Microsoft Shows Off Impressive Scorpio Specs
Earlier this week, Digital Foundry released an exclusive look at the guts of Microsoft’s Project Scorpio, the Xbox update slated for release this fall. The new console will feature both a custom 8-core CPU, clocked at 2.3 Ghz per core, and a custom 40-core GPU clocked at 1172 Mhz. From a hardware perspective, it definitely looks like Microsoft will have the most powerful console on the market this year, but the finer details of software and developer support remain to be seen.
Nier: Automata Ships Over 1 Million Units
Square Enix announced in an official press release earlier this week that Nier: Automata, the postmodern action JRPG developed by Platinum Games, had shipped over one million physical and digital units. The success of the game is largely unprecedented given its predecessors’ largely niche status. The game’s director, Yoko Taro, made a heartfelt tweet thanking all of the players who’ve made the game a success.
Atlus Threatens Persona 5 Streamers
Atlus, the developers behind Persona 5, the best JRPG since Final Fantasy IX, have issued a formal threat to social media streamers who, stating:
“If you decide to stream past 7/7 (I HIGHLY RECOMMEND NOT DOING THIS, YOU HAVE BEEN WARNED), you do so at the risk of being issued a content ID claim or worse, a channel strike/account suspension.”

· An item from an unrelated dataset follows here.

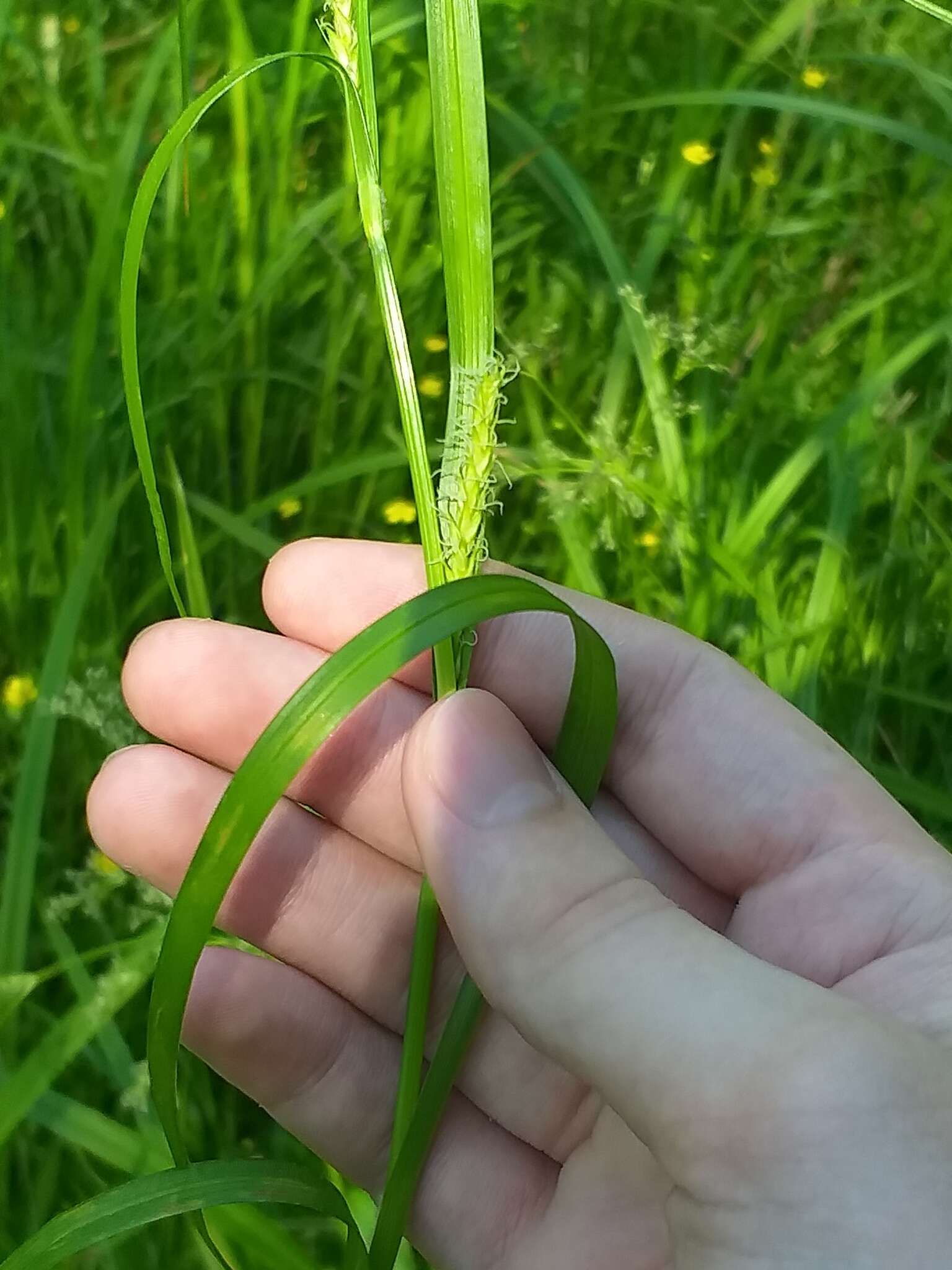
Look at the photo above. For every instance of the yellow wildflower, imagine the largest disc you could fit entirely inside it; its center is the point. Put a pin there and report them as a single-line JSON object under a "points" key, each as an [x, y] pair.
{"points": [[102, 864], [19, 691], [288, 507], [814, 78], [399, 511], [697, 153], [431, 385], [765, 175]]}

The idea here seems to be that as a story-driven game with relatively linear progression, Atlys is concerned that streamers will diminish the value of actually buying the game (why play when you can watch?), which is of course ludicrous.

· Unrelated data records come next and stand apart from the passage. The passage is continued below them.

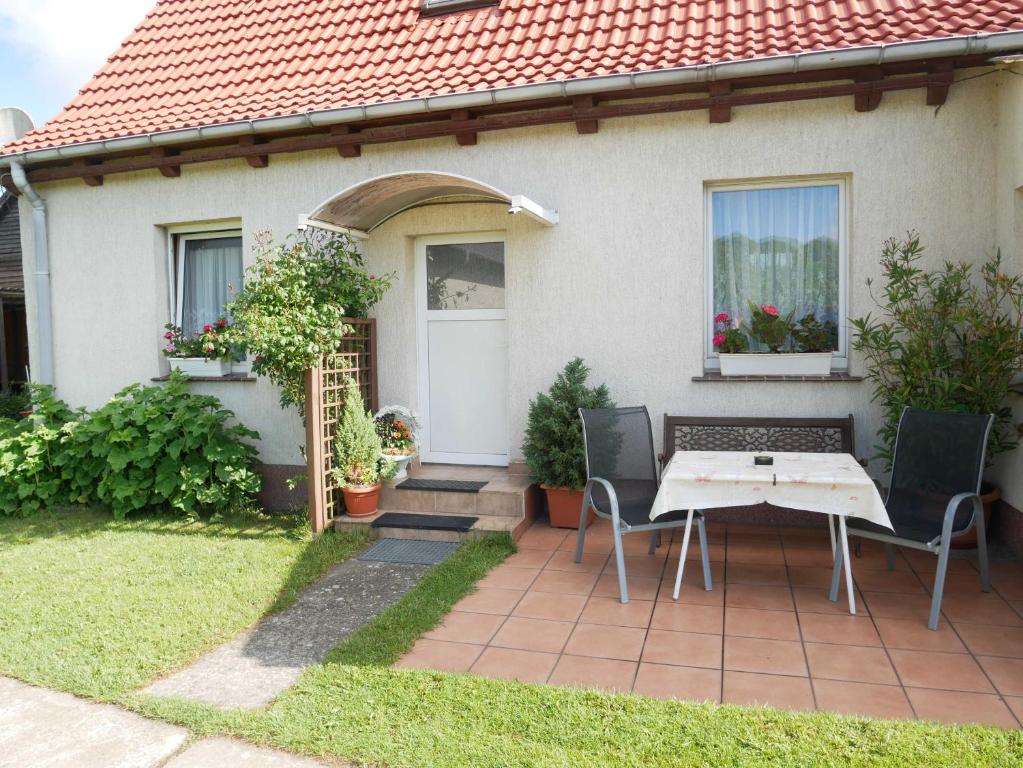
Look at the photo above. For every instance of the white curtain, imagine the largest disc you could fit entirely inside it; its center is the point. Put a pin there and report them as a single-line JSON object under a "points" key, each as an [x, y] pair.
{"points": [[776, 246], [211, 276]]}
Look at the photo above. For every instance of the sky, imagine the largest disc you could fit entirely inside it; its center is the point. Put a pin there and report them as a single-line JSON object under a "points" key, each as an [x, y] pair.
{"points": [[50, 48]]}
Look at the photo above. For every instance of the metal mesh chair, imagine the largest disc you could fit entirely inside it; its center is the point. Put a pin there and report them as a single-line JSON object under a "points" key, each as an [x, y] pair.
{"points": [[935, 493], [622, 481]]}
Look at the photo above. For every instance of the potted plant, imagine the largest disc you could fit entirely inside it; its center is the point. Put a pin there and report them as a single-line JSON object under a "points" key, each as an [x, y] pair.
{"points": [[553, 446], [946, 342], [802, 349], [398, 431], [206, 353], [357, 463]]}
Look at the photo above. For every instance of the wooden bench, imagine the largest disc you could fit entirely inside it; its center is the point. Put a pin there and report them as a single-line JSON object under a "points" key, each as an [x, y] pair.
{"points": [[755, 435]]}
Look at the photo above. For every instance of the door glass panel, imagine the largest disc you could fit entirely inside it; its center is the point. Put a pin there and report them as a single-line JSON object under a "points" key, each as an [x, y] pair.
{"points": [[465, 276]]}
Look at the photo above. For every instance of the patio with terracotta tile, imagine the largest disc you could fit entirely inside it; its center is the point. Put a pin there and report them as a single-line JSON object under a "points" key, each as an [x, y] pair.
{"points": [[766, 633]]}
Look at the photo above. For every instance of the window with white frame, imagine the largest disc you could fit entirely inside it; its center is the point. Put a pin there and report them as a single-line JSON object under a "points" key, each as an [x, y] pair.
{"points": [[208, 274], [777, 242]]}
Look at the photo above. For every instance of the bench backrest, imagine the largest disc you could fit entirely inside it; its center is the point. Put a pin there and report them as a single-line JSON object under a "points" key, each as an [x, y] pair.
{"points": [[752, 434]]}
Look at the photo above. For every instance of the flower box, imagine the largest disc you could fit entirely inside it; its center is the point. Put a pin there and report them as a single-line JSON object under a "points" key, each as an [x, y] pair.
{"points": [[775, 364], [199, 366]]}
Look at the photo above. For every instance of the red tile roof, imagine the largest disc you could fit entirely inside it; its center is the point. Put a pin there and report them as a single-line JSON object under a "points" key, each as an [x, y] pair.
{"points": [[203, 62]]}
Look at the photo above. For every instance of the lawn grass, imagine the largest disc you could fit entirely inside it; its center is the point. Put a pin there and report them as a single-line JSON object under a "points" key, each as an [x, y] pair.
{"points": [[98, 607], [355, 707]]}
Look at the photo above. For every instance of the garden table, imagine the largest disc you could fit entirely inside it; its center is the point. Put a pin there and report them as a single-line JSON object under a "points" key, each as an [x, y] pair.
{"points": [[833, 484]]}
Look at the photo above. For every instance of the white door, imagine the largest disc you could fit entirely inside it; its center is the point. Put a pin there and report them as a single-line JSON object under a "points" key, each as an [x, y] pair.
{"points": [[462, 346]]}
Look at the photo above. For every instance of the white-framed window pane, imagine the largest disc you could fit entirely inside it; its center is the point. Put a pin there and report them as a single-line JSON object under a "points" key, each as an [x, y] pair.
{"points": [[779, 245], [211, 274]]}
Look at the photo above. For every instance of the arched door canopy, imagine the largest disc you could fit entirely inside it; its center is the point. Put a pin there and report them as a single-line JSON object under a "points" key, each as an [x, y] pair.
{"points": [[362, 208]]}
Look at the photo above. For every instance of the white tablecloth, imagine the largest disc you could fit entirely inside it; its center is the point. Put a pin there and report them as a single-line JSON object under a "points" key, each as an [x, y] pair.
{"points": [[828, 483]]}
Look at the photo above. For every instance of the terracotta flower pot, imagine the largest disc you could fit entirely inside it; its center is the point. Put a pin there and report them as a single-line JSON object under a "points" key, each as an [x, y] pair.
{"points": [[361, 501], [988, 495], [564, 505]]}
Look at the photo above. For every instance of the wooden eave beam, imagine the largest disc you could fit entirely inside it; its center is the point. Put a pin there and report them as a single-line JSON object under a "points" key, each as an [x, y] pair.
{"points": [[583, 106], [348, 140], [460, 119]]}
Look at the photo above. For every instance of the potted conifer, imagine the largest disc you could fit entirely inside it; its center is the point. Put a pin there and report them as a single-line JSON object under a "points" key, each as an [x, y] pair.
{"points": [[553, 445]]}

Mass Effect Patch Improves Character Faces
Mass Effect: Andromeda got its first major update since BioWare laid out their plans for post-launch support, and it’s having a surprisingly positive impact on the appearance of characters throughout the game. One character, Director Foster Addison, who was the subject of plenty of criticism prior to the patch looks markedly better than before.
Gaming Payment Processor Xsolla Begins Collecting “Tips” from Buyers
Xsolla, a popular payment processor used by gaming services such as Twitch and Steam, has reportedly begun including tips of up to 18% by default as part of their regular transactions. The tip goes directly to the payment processor as opposed to, say, the game developer, publisher, or retailer, and is akin to tipping someone for taking your money and handing it over to someone else, which is itself already in addition to Xsolla’s regular service fees. It would appear that the setting can be altered at the request of the Xsolla subscriber (i.e., Twitch), but if you’re planning on sending some money via Twitch to one of your favorite streamers via Xsolla, it behooves you to check the final total at checkout.